Reports balance sheet - with explicit dual currency for "$"

Wm wm_o_o_o at yahoo.co.uk
Mon Feb 26 08:53:43 EST 2018


On 24/02/2018 18:05, Vin Ordinaire wrote:

2nd reply

> 
> Dollars are great - pick one of many flavours
> USD,CAN,AUD,HKG,Bermuda,Singapore and about 10 others.

Aside:

For thinking flox with idle time you can decide for yourself who 
invented the dollar or the symbol as they have separate histories, 
similar for the pound (more varied than $ in representation) as a unit 
or symbol.

My advice is use the 3 letter codes and stop being protective of the 
dumb symbols.

Hint: no country owns $ as a symbol.  Got it?

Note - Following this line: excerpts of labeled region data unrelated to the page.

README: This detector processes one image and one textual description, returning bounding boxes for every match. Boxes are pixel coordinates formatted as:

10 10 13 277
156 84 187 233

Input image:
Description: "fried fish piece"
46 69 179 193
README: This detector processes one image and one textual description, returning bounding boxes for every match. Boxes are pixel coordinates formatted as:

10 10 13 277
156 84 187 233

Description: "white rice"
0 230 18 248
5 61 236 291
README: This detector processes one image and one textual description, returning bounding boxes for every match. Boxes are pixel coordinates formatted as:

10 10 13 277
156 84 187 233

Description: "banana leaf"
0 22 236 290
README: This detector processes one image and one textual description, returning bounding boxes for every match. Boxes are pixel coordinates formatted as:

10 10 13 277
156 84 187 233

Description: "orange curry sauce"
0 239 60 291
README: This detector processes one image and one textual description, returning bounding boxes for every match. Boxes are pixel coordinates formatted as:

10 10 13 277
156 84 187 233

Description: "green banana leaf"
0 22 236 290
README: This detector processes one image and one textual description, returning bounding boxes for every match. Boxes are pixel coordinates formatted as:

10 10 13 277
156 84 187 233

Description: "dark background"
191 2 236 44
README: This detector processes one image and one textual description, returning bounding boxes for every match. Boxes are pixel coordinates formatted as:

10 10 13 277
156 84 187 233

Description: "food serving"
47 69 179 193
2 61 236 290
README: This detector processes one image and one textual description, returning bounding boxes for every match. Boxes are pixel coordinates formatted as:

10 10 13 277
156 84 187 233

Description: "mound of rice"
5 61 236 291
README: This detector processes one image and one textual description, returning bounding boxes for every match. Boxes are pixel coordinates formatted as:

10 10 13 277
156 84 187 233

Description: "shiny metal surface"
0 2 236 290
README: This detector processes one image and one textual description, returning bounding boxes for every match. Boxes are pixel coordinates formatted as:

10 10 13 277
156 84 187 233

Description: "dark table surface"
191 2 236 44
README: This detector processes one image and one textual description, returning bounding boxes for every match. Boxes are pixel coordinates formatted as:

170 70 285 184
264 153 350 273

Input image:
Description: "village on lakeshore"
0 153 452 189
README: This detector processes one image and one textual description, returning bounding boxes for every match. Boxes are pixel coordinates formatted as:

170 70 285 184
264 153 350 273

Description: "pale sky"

> The problem is reporting a balance sheet multiple currency assets.  I
> located in the Windows version Options>Commodities>Show Foreign Currencies
> that does indeed show the "other" value in whatever currency I post the
> asset in.

Presuming you know a balance sheet is at a point in time and that you 
know you have absolute control over the exchange rates your price db has 
in it, I'm not seeing the problem.  If you don't like the exchange rate 
change it !  This may not reflect the real world, of course :)  Most 
people here are likely to suggest your view of exchange rates 
approximates real world exchanges.  It is possible for unconventional 
trades to exist but you probably shouldn't tell everyone about them 
unless you can suggest a model.

> However, when pairing USD,CAN,AUD,HKG,Bermuda,Singapore and about 10 others,
> the "$" is highly ambiguous and confusing. I pair AUD, USD and HKG and have
> assets in all three currencies.

I'm with AdrienM in that I don't understand your use of currency 
pairing, BTW.  See above about $ as a symbol being redundant.